Alexander Solzhenitsyn was Awarded the Nobel Prize for Literature in 1970, but the communist government did not allow him to leave the country to accept it. Solzhenitsyn began publishing “The Gulag Archipelago” in 1973. It was translated into 35 languages and sold over 30 million copies. In response to international pressure, the Soviet Union expelled him on Feb. 13, 1974.

The following year in Washington D.C., Alexander Solzhenitsyn warned: “I … call upon America to be more careful … because they are trying to weaken you … to disarm your strong and magnificent country in the face of this fearful threat – one that has never been seen before in the history of the world.”

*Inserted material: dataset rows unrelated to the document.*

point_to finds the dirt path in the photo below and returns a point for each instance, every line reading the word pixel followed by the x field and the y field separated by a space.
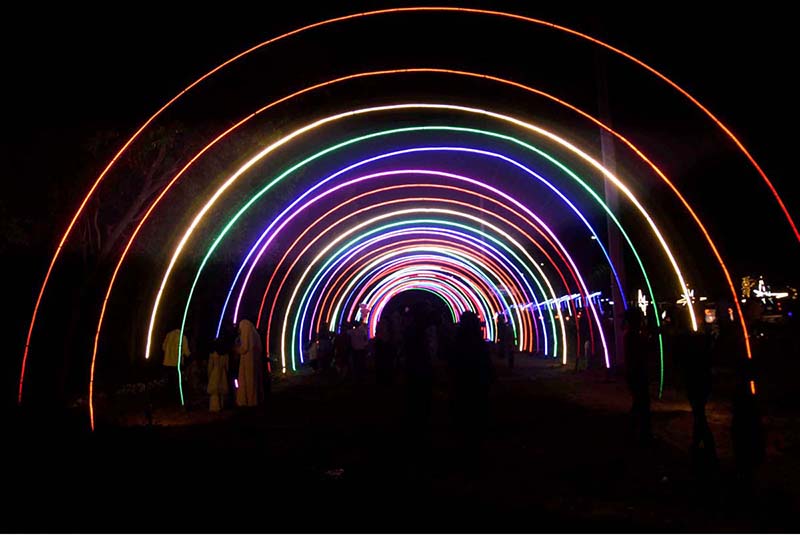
pixel 330 456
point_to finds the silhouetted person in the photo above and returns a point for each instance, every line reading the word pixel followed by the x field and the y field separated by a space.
pixel 172 360
pixel 384 352
pixel 692 353
pixel 251 374
pixel 341 352
pixel 325 351
pixel 472 374
pixel 636 350
pixel 747 431
pixel 218 385
pixel 418 366
pixel 505 339
pixel 359 340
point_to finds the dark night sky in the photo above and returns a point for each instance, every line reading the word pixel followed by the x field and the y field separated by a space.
pixel 76 69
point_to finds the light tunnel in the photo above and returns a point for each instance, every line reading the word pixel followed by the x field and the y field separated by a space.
pixel 527 284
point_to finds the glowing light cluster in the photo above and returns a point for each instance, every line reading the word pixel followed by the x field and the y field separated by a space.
pixel 337 279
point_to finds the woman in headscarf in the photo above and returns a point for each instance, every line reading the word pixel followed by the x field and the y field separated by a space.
pixel 250 392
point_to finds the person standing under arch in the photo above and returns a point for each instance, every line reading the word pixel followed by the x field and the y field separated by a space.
pixel 251 389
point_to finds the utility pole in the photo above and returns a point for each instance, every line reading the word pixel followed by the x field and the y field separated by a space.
pixel 612 200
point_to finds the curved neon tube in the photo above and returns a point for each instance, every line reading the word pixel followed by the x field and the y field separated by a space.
pixel 378 309
pixel 494 228
pixel 298 256
pixel 394 288
pixel 454 243
pixel 298 132
pixel 398 256
pixel 318 123
pixel 319 184
pixel 380 190
pixel 587 37
pixel 423 264
pixel 336 257
pixel 477 301
pixel 337 260
pixel 368 276
pixel 395 71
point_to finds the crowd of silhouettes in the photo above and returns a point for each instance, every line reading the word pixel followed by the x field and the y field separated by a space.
pixel 408 342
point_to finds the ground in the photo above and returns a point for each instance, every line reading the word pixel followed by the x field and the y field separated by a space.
pixel 326 455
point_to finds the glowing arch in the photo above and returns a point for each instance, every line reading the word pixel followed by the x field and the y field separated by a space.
pixel 378 12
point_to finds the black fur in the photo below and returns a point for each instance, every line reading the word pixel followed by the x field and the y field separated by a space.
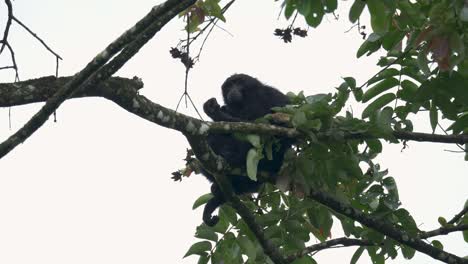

Solzhenitsyn explained how Russia became socialist: “Over a half century ago, while I was still a child, I recall hearing a number of old people offer the following explanation for the great disasters that had befallen Russia: ‘Men have forgotten God; that’s why all this has happened. …’ Since then I have spent well-nigh 50 years working on the history of our revolution; in the process I have read hundreds of books, collected hundreds of personal testimonies. … But if I were asked today to formulate as concisely as possible the main cause of the ruinous revolution that swallowed up some 60 million of our people, I could not put it more accurately than to repeat: ‘Men have forgotten God; that’s why all this has happened.'”

Another Russian author, Dostoevsky, in his book “The Brothers Karamazov” had the character Ivan Karamazov contend that if there is no God, “everything is permitted.”

Patrick Henry stated: “It is when a people forget God that tyrants forge their chains.”